Facing the Blank Page

It happened again. The blank sheet of beautiful, white watercolor paper stared me in the face, daring me to transform it into a masterpiece. After going to the Celebration of the Arts in Scottsdale last month, I’ve been looking forward to transitioning my art studio from the winter work of pottery to the summer work of painting.

Seeing the work in Scottsdale stirred my creative juices, sending new ideas swirling around my inner landscape, waiting to be tested. That word turns out to be a landmine – more on that later.

My first step was to prepare the paper with a medium that allows me to both put paint down and lift paint up. The paper curled, created ripples and valleys that made it impossible to use. I solved that problem by rewetting it and drying it under pressure.

Now I had a beautiful, flat, ready space on which to unleash my vision and create the masterpiece floating around inside of me. I froze.

I felt the pressure and I also felt the temptation to run away from the pressure.

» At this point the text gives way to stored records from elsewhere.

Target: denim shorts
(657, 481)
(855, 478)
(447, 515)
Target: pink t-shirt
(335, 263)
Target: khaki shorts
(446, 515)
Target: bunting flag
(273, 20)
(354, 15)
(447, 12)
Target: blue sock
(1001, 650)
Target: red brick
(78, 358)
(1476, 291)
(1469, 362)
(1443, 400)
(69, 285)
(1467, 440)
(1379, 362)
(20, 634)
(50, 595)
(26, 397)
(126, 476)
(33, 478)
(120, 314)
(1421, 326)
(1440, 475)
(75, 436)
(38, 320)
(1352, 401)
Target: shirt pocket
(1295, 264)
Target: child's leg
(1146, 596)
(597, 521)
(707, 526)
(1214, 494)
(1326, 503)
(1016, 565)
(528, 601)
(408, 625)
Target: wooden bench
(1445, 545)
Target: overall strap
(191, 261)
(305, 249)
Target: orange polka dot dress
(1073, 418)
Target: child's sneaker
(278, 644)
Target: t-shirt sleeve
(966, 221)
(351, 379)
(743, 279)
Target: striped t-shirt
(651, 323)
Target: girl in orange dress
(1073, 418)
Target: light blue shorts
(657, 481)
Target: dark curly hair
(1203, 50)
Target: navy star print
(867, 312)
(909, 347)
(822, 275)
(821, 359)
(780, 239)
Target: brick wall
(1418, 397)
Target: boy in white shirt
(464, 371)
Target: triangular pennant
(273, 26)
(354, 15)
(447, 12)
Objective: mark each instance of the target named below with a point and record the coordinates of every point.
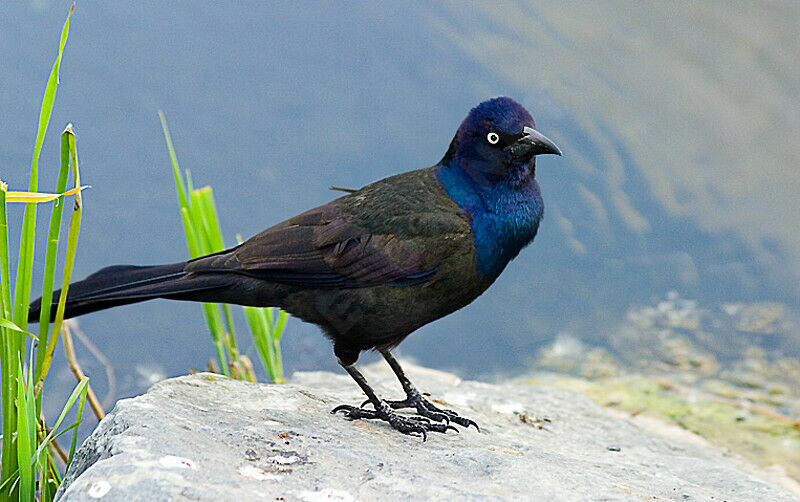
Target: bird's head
(498, 142)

There was a time where this would have been the end, because my fear of failure and ambition to be perfect would have caused me to put the page away until I developed more “skill.” While gathering my materials, I found a painting I started 15 years ago that had been set aside in a similar moment of self-protection.

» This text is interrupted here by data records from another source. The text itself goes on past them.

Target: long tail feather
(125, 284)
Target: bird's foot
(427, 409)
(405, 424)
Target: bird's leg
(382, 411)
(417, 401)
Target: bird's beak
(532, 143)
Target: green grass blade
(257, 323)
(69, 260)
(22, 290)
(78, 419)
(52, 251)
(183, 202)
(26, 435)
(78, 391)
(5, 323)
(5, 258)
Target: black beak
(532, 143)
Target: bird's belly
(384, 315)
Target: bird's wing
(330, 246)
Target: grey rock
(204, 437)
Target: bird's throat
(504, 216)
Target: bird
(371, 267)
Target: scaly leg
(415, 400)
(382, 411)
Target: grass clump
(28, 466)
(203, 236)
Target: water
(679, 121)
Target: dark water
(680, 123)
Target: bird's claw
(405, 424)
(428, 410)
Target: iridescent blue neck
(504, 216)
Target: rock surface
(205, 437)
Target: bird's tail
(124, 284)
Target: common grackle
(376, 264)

No one ever died from making bad art, but you wouldn’t know it from the way I feared taking the next step.

Sometime after that never-finished painting went by the wayside, I wrote an article called The Secret to Better. The core message of the article centered on better ways to think about mistakes. I’ve been on a journey to change my relationships with mistakes and pressure ever since. The principles in this article helped me tremendously over the years– and lately, I have found even more pieces to the puzzle.

This time, I have frames. Not picture frames – I’m many, many steps away from putting a frame on this picture. No, I’m talking about a mental tool that both keeps me present and moves me towards that end goal. I’m breaking the process into frames. Much like new high-definition cameras can break video into more and more frames per second, I can break the process into smaller frames that make up the process of getting from here to there.

The more frames I choose to use, the more choice points I have.

It’s one thing to know what you don’t want; it’s a whole different thing to actually change to what you do want. Facing the blank page, with a vision floating around inside of me, I want to snap my fingers and have the picture appear. But doing that would cheat me of the process.

More importantly, that desire comes from an assumption embedded in my own upbringing and also in our culture. The assumption is so deep and so ingrained, it’s practically invisible. My conditioned way to see the challenge is to treat it as a test. The assumption goes something like this: “If only I can get what’s in my head on this paper, then I will get the A, pass the test and I will be ok.” As if some imaginary teacher/approver/artist was standing over my shoulder at all times!

Lately, I’m coming to realize that I can see this type of pressure as a catalyst. It’s not the outcome that matters. The outcome is simply a way to put me in the heat of the fire. Solving problems throughout the process is where the action is. In other words, it is IN doing the painting that I will let go of old assumptions, thoughts and beliefs that don’t serve me. The painting may or may not come out as I envision it. However, if I choose to treat this painting as a catalyst, rather than a test, I will reward myself for slight progress in every step.

Even if the outcome doesn’t turn out according to my current imagination, I will have added to my personal repertoire. And that’s why I do it.

I’m off to my studio to take the next step.

What types of pressure cause you to freeze? What hidden assumptions do you have about mistakes? Where would breaking things into smaller frames offer you more choices?